In a 24-hour recall the respondent reconstructs an entire day of eating, prompted in structured stages to recover forgotten items and to specify foods, preparation, and amounts. The USDA Automated Multiple-Pass Method formalises this into successive passes (a quick list, forgotten-foods probes, time and occasion, detail and amount, and a final review), which improves completeness of reported intake (Conway et al., 2003). A single recall reflects one day and is subject to large day-to-day variation, so multiple recalls per person are needed to approximate usual intake.
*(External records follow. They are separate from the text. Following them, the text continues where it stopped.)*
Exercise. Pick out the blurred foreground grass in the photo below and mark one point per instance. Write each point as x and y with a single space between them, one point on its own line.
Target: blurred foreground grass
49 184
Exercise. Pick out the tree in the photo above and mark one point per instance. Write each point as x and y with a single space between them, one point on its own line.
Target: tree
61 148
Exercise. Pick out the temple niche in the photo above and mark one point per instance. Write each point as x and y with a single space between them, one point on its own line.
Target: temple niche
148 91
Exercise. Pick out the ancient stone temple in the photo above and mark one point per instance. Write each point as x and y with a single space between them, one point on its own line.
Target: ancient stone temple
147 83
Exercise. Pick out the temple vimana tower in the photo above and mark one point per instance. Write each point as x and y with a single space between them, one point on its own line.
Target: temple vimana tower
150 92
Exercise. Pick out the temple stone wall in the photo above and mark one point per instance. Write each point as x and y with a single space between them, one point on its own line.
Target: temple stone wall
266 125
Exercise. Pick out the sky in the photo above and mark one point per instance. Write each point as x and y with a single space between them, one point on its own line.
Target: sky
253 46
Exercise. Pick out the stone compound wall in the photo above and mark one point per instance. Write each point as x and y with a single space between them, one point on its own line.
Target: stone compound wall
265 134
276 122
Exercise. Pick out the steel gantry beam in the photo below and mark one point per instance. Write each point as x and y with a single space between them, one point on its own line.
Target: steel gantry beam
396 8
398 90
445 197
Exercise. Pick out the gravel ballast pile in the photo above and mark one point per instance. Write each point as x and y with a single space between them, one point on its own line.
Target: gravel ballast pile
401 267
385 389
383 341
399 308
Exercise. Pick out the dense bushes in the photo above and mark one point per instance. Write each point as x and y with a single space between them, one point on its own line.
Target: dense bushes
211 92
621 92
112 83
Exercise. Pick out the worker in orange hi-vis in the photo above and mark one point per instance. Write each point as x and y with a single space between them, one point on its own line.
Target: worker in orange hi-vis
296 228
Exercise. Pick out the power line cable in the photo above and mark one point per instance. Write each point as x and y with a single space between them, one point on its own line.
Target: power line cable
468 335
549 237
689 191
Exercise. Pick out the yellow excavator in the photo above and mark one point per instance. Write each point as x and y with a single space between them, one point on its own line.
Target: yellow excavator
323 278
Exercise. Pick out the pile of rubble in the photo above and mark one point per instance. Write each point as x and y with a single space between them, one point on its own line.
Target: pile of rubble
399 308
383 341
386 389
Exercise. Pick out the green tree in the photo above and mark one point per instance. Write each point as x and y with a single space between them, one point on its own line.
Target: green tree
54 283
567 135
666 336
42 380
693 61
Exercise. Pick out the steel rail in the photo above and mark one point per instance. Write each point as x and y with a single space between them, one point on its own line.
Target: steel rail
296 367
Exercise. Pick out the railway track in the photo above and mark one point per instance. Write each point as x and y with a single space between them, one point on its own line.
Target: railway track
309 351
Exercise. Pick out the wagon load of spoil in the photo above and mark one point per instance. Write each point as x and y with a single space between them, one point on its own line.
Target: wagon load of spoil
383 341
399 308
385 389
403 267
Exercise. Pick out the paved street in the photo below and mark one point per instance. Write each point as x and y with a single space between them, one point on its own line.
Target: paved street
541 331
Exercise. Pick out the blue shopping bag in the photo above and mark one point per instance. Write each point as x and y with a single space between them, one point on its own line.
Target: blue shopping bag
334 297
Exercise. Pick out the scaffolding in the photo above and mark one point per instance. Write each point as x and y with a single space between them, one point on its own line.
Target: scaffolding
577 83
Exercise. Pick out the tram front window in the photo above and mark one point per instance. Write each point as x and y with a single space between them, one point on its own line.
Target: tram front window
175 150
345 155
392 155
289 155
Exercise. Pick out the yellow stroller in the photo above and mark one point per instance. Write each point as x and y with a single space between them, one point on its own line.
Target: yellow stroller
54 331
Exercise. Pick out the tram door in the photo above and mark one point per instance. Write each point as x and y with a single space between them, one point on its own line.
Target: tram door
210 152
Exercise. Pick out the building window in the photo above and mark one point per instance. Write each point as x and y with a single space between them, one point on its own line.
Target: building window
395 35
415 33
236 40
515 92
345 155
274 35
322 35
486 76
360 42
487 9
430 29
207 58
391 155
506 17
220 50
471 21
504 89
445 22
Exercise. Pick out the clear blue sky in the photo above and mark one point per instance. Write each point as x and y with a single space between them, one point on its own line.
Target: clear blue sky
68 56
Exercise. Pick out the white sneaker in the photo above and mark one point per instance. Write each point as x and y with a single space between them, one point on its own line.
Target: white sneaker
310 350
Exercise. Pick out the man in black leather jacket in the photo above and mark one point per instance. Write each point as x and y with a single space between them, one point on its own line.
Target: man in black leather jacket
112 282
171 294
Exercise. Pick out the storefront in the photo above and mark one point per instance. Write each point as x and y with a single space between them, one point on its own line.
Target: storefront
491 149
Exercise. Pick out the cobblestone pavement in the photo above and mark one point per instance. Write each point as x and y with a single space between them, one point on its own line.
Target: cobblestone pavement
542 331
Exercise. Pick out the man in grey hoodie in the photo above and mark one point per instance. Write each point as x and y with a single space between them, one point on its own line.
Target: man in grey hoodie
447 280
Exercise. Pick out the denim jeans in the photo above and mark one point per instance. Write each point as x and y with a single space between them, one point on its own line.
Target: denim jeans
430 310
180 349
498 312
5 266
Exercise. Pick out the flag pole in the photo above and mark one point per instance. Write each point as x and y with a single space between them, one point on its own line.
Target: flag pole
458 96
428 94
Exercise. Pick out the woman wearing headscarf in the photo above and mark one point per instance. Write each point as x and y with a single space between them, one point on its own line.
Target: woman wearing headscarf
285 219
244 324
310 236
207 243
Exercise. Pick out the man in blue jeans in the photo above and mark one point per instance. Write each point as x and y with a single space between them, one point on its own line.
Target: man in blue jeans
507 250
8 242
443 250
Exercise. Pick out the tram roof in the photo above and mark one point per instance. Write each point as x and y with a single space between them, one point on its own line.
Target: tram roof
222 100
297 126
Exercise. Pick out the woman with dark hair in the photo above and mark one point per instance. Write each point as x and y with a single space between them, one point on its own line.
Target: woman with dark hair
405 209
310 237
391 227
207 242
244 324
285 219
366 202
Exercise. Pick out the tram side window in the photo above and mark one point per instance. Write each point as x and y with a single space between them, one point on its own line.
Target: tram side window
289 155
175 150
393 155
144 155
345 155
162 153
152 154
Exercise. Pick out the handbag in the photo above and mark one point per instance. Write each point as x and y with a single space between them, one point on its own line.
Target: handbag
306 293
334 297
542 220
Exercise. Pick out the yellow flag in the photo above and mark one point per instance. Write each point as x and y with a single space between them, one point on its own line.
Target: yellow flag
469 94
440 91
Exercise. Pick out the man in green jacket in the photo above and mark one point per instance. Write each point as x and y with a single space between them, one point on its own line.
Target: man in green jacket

Automated self-administered tools such as ASA24 deliver a standardised multiple-pass recall without an interviewer, broadening feasibility for large studies (Subar et al., 2012). Even detailed recalls are subject to systematic underreporting of energy, as biomarker studies have shown (Subar et al., 2003).

Clinical relevance

The 24-hour recall provides the dietary data behind major surveillance systems and serves as a reference for evaluating other instruments, so its properties matter for appraising nutrition evidence. This entry describes a measurement method and is not a basis for individual dietary assessment or advice.

Epidemiology

Repeated 24-hour recalls administered by the multiple-pass method are the dietary backbone of population surveillance programmes, where they are applied to representative samples to estimate intake distributions. Validation against recovery biomarkers indicates that recalls, while more accurate than questionnaires for absolute intake, still underestimate energy in a portion of respondents (Subar et al., 2003).

Evidence & guidelines

Methodological consensus holds that multiple non-consecutive 24-hour recalls, collected with a standardised multiple-pass protocol, are preferred for estimating usual intake distributions in populations, and that single recalls should not be read as a person's habitual diet (Conway et al., 2003; Subar et al., 2012).

History

The 24-hour recall developed as an open-ended alternative to fixed food lists, and its reliability improved markedly with the structured multiple-pass methods refined by the USDA in the early 2000s. Web-based automated recalls such as ASA24, released later that decade, standardised administration and reduced the cost of collecting detailed dietary data at scale.

Debates

How many recalls are needed to characterise usual intake?
A single recall captures only one day and is dominated by within-person variation, so methodologists debate how many repeated recalls are needed, and how to model their distribution, to estimate habitual intake for episodically consumed foods.

Key figures

  • Alanna Moshfegh
  • Amy Subar
  • Joan Conway

Related topics

Seminal works

  • conway-2003
  • subar-2012-asa24

Frequently asked questions

Why is one 24-hour recall not enough to describe someone's usual diet?
A single recall reflects only one day, and intake varies substantially from day to day, so multiple non-consecutive recalls are needed to approximate a person's habitual intake.
What is the multiple-pass method?
It is a structured recall procedure that guides the respondent through several passes, including a quick list, forgotten-foods probes, and detailed amounts, to improve the completeness of reported intake.